Postby Roderick Smith » Thu Mar 02, 2017 11:32 pm

February 11 2017 International air freight from Canberra primed for take-off.
Canberra Airport's take-off as a major international freight hub would ease congestion in Sydney and deliver broad economic benefits, new modelling reveals.
A report by Cadence Economics shows a maximum potential boost to the combined gross regional product of ACT and NSW of nearly $1200 million over 15 years and the creation of more than 540 jobs.
A new report shows significant economic benefits from developing Canberra Airport as an international air freight hub. Photo: Canberra Airport .
The report identifies several scenarios and the maximum gain is based on reorganising freight movements for the Singapore, Hong Kong and Middle East routes.

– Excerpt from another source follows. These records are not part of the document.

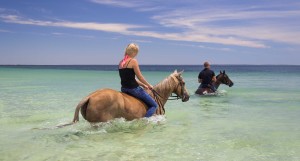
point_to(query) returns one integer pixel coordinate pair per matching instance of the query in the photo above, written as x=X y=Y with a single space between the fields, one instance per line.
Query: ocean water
x=256 y=119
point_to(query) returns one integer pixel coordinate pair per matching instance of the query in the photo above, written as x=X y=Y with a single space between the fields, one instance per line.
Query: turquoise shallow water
x=256 y=119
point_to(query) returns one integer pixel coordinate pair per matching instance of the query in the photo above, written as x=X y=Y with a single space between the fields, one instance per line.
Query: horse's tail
x=81 y=104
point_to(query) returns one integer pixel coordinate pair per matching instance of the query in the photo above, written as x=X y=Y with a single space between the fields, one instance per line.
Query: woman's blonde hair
x=131 y=49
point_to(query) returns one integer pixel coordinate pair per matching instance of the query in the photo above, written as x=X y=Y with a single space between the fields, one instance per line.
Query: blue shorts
x=141 y=94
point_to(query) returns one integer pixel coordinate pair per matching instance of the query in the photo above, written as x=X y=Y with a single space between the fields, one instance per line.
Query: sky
x=168 y=32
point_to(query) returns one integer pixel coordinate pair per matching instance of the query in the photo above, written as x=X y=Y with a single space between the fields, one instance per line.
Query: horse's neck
x=165 y=89
x=217 y=83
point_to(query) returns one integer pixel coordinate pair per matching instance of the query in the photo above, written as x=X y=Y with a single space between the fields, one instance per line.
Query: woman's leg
x=141 y=94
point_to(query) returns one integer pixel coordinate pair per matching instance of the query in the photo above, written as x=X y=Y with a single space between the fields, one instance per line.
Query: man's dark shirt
x=206 y=75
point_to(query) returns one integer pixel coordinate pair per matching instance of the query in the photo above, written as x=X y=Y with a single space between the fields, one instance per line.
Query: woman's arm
x=138 y=73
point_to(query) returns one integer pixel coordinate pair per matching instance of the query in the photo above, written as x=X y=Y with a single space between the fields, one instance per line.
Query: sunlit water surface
x=256 y=119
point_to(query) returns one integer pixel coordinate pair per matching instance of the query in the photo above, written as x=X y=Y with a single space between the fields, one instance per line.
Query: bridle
x=156 y=95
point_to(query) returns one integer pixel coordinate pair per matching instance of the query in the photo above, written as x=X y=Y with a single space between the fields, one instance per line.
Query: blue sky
x=167 y=31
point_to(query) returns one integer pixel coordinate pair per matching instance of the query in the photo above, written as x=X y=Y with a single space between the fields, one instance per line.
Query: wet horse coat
x=106 y=104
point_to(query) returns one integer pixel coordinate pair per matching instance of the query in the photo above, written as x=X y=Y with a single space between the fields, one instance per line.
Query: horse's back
x=203 y=91
x=106 y=104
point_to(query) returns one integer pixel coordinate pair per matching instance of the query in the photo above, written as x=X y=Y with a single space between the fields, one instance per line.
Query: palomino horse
x=222 y=78
x=106 y=104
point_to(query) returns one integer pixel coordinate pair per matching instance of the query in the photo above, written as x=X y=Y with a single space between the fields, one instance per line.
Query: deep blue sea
x=256 y=119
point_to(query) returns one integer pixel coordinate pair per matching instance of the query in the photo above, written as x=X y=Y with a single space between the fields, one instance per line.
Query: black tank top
x=127 y=76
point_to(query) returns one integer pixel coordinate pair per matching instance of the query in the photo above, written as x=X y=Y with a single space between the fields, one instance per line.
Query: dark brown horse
x=106 y=104
x=222 y=78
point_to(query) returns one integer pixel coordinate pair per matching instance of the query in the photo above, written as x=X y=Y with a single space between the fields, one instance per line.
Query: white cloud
x=120 y=3
x=108 y=27
x=1 y=30
x=127 y=29
x=218 y=25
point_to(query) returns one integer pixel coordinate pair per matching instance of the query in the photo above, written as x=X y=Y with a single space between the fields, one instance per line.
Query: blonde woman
x=128 y=70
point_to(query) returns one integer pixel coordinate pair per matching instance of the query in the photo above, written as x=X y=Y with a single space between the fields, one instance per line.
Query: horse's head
x=179 y=87
x=224 y=79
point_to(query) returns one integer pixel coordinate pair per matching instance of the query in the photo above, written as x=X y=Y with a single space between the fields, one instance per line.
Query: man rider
x=206 y=77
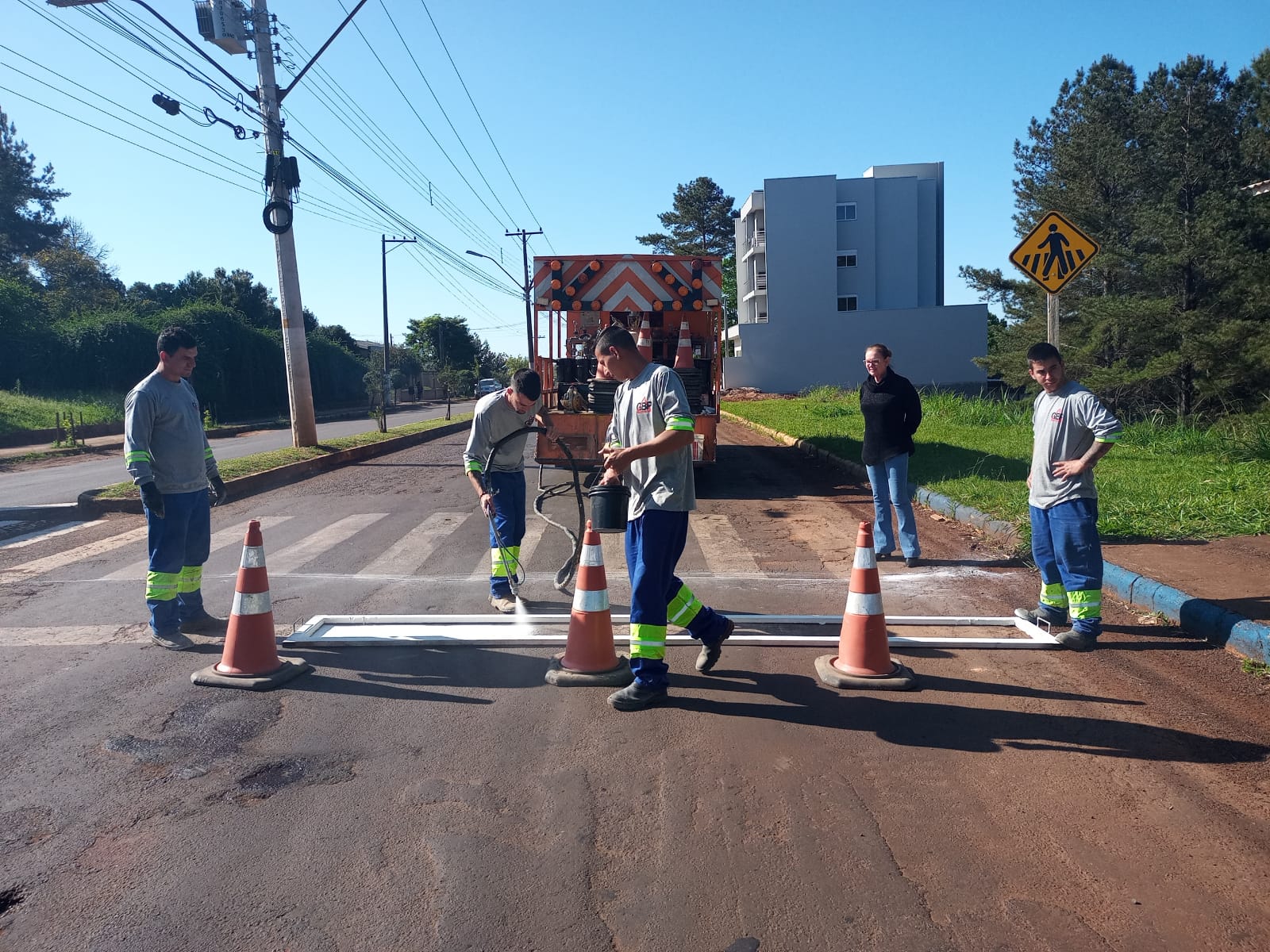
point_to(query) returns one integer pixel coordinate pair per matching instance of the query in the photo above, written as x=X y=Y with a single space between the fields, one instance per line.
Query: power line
x=416 y=112
x=464 y=145
x=514 y=184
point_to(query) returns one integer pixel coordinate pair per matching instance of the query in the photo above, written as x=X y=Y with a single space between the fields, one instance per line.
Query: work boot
x=1076 y=641
x=175 y=641
x=709 y=657
x=637 y=697
x=206 y=625
x=1037 y=617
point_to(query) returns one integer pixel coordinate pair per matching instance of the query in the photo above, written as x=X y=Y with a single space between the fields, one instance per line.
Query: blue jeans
x=179 y=543
x=508 y=489
x=654 y=543
x=889 y=482
x=1068 y=554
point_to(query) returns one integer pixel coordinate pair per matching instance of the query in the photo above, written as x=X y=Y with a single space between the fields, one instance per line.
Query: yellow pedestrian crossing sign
x=1054 y=251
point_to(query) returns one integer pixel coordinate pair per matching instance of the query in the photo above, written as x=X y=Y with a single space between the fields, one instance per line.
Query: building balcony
x=755 y=245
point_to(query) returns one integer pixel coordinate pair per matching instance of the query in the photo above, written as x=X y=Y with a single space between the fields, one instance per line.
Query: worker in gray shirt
x=171 y=463
x=501 y=488
x=1071 y=432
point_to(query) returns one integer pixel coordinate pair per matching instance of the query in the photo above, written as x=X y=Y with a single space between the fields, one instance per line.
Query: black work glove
x=220 y=493
x=152 y=499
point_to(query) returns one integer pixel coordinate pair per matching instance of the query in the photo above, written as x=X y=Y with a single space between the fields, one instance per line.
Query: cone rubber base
x=899 y=679
x=562 y=677
x=291 y=668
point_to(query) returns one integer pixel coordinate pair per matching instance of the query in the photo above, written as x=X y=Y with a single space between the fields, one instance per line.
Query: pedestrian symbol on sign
x=1053 y=253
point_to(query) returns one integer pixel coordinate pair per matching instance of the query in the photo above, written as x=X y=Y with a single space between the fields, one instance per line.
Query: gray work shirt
x=163 y=436
x=1064 y=425
x=495 y=418
x=643 y=408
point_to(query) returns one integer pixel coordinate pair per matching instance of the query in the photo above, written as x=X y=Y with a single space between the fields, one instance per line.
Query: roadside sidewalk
x=1218 y=590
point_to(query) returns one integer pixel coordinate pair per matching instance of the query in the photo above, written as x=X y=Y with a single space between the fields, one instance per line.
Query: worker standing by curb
x=502 y=492
x=171 y=463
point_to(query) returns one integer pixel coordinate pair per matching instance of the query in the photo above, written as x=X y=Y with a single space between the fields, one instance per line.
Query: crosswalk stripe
x=41 y=535
x=73 y=556
x=408 y=554
x=321 y=541
x=220 y=539
x=533 y=530
x=721 y=545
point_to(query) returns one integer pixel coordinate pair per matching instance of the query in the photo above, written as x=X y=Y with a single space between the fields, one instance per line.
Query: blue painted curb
x=1204 y=620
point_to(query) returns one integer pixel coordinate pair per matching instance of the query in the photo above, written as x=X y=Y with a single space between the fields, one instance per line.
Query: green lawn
x=273 y=459
x=19 y=412
x=1159 y=482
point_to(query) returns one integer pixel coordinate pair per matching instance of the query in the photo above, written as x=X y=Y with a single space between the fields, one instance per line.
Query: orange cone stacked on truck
x=683 y=352
x=864 y=651
x=645 y=343
x=590 y=658
x=251 y=659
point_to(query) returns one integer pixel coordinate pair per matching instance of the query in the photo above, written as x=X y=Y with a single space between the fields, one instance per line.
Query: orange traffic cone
x=645 y=343
x=864 y=653
x=588 y=655
x=251 y=658
x=683 y=352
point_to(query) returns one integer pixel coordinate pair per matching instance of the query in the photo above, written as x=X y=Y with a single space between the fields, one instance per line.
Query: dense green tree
x=700 y=222
x=444 y=342
x=27 y=221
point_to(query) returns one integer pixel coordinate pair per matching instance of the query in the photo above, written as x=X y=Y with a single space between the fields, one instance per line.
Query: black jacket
x=892 y=412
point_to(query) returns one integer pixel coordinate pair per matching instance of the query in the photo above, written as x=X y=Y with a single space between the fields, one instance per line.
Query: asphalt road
x=63 y=482
x=448 y=799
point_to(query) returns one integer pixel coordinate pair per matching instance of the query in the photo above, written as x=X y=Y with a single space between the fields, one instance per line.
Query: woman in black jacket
x=893 y=412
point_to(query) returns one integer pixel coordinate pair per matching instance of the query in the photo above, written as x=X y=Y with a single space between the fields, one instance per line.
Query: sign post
x=1052 y=254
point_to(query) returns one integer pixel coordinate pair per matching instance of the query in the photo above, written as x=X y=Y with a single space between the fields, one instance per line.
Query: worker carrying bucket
x=495 y=463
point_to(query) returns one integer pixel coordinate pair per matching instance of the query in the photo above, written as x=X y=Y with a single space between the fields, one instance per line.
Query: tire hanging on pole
x=275 y=228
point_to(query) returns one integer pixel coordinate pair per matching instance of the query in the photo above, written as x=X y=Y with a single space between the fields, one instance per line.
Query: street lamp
x=526 y=290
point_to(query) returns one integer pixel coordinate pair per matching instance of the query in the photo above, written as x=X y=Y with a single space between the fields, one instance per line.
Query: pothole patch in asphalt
x=268 y=780
x=10 y=898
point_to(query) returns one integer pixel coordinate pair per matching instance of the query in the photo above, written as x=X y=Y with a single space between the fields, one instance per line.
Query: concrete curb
x=1208 y=621
x=285 y=475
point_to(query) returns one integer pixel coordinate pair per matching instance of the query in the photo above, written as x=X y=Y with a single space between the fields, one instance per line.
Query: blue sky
x=598 y=111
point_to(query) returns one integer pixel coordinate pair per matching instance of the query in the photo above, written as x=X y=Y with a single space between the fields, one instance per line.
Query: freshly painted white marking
x=74 y=556
x=721 y=545
x=410 y=552
x=321 y=541
x=41 y=535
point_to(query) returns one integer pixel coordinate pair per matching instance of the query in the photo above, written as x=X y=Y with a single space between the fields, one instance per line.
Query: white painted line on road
x=721 y=545
x=220 y=539
x=33 y=537
x=321 y=541
x=414 y=549
x=73 y=556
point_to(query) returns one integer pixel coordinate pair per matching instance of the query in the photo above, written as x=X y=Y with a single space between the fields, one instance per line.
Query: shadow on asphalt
x=803 y=700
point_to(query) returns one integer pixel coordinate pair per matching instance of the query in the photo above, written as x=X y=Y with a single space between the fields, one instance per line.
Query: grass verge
x=21 y=412
x=273 y=459
x=1161 y=482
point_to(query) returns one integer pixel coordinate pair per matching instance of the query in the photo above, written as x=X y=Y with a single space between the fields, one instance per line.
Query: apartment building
x=829 y=266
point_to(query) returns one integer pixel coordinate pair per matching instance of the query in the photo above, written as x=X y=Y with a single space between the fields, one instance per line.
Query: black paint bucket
x=609 y=508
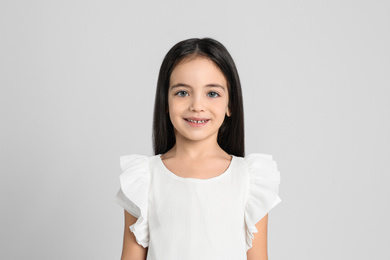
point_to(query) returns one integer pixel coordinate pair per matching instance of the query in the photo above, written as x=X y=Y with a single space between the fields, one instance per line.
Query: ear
x=228 y=112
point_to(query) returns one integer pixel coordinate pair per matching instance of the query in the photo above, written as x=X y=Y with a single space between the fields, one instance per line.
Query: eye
x=213 y=94
x=181 y=93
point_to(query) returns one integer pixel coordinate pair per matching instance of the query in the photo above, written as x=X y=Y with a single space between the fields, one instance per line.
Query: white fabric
x=187 y=218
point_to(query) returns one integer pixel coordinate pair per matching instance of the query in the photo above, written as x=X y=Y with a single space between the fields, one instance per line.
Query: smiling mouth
x=196 y=122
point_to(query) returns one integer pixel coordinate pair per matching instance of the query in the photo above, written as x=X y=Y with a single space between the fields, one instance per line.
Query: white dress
x=188 y=218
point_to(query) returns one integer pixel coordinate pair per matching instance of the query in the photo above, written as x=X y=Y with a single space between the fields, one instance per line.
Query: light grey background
x=77 y=91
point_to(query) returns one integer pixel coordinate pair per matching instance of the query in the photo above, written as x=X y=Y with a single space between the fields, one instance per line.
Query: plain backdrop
x=78 y=82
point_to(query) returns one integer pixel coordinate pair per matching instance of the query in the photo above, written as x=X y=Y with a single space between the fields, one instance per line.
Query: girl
x=198 y=197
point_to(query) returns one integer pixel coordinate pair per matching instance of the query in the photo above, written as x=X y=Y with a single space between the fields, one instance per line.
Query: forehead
x=199 y=70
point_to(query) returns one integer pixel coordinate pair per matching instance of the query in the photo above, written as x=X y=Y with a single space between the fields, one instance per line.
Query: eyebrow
x=214 y=85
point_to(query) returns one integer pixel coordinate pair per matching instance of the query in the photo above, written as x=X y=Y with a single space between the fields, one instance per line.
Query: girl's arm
x=258 y=251
x=131 y=249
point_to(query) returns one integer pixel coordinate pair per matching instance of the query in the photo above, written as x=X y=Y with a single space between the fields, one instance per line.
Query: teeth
x=197 y=122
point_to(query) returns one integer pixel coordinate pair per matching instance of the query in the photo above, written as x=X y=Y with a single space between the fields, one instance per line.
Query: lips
x=196 y=120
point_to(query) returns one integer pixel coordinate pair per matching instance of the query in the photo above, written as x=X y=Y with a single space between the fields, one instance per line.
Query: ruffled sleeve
x=133 y=193
x=264 y=180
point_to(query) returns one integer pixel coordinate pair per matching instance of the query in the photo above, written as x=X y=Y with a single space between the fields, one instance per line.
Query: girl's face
x=198 y=99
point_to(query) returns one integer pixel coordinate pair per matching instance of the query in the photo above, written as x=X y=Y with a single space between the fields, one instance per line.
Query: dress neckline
x=189 y=179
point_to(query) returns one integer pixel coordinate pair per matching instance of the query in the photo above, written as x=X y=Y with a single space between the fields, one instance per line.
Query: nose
x=197 y=104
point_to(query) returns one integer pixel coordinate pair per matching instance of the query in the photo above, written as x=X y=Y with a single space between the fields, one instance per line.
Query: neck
x=189 y=149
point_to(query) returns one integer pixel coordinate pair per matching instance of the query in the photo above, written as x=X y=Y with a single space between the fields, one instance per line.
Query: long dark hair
x=231 y=133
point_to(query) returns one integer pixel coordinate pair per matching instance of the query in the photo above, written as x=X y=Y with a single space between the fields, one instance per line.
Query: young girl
x=198 y=197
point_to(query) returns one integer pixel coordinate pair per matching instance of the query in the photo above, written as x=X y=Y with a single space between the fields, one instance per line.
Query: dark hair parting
x=231 y=133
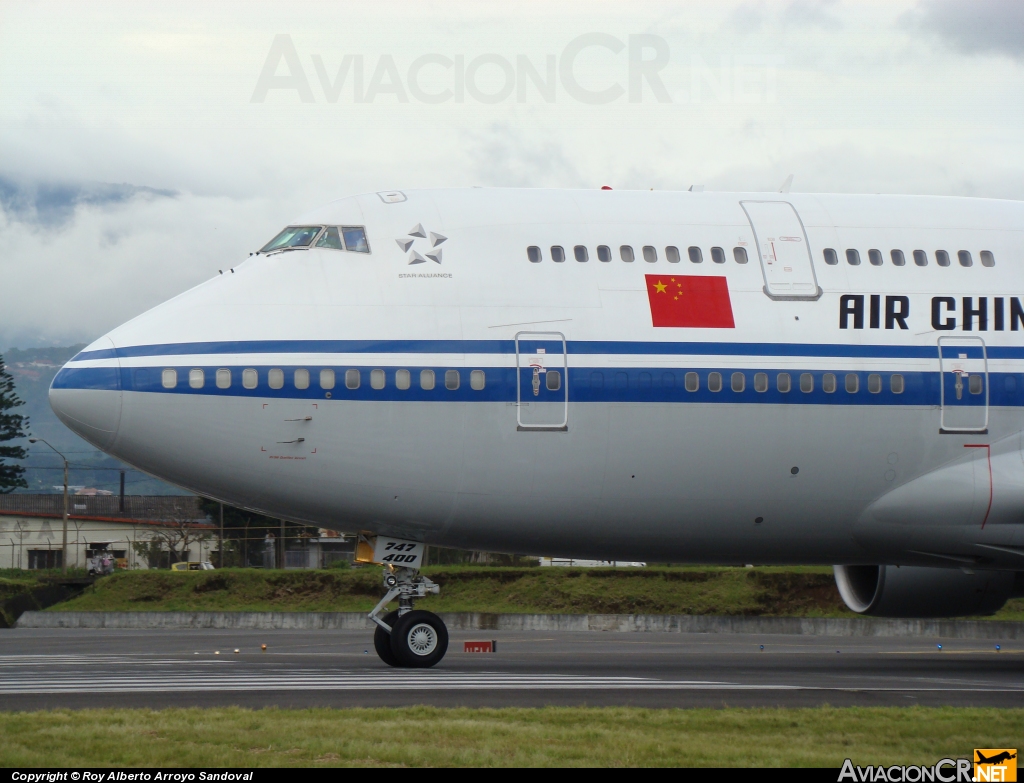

The Singapore-only scenario reallocates 113 cargo flights a year, while the three-port model involves 279 flights.
With four B-double trucks worth of road freight required for a single average air freighter, the report says this translates to an additional 452 to 1116 B-doubles per year.
"Canberra Airport has a number of key advantages in relation to handling international freight," Cadence says.
"It has no night-time curfew, significant runway capacity, existing tarmac-side warehousing facilities, land for development, and easy access to improved road infrastructure.
"Canberra is close enough to both Sydney and Melbourne for express goods to be delivered by road freight while still meeting the express delivery service standards of major air freight operators."
An estimated 37,107 tonnes of exports leave the Canberra catchment each year through Kingsford Smith and Melbourne Airports, valued at $226 million.
This equates to roughly one 747 freighter landing at Canberra Airport per day.
The road transport saving to and from the airport is estimated at 14c/kg for goods previously routed through Sydney.
NSW is expected to benefit from improved efficiencies at Kingsford Smith and replacement of Canberra catchment freight from other sources.
ACT chief minister Andrew Barr said international freight was part of the business case to attract overseas carriers, providing Canberra businesses with an avenue to look global.
"The government will now work with the airport, Singapore Airlines, local businesses and councils in the Canberra region to ensure we have the infrastructure in place to encourage more businesses to utilise the service," he said.
"The report will help inform our strategy to become a freight hub and create jobs for Canberrans."
The report considers likely overall growth based on realising the Canberra region's latent demand including truffles, wine and processed meat.
"Utilising airport capacity for international freight in a city of similar size to Canberra is not without precedent either locally or internationally," the report says, listing Toowoomba, Prestwick [Scotland] and Bangor, USA as examples.
Producer interest in shipping from the ACT has grown since Singapore Airlines introduced passenger flights from Singapore to Wellington via Canberra in September.
It's understood the flights have capacity for up to 20 tonnes of cargo.
Australia's Oyster Coast chairman David Trebeck said the Canberra option would save up to five hours in transit for South Coast growers.
"It gives us more time for the product on arrival before it has to be consumed," he said.
"Sending it through Sydney we would probably need to harvest the oysters a day earlier because of the cut-off time.
"These are short shelf-life products, obviously. They have to be temperature controlled; they are high-value but need to get to markets very quickly."
Singapore Airlines spokesman Karl Schubert acknowledged demand for air freight from Canberra.
"We have received a large number of enquiries from local producers and exporters regarding the possibility of exporting produce from the region via the capital express service," he said.
"While we are supportive of these enquiries and of growing the export opportunities for the ACT and surrounding region, there are a number of infrastructure and administrative constraints that will need to be addressed before consistently high volumes of export can occur."
The report estimates $42 million of required investment at Canberra.
An airport spokesman said land was available for growth "and we have planned to provide additional infrastructure to meet customer demand".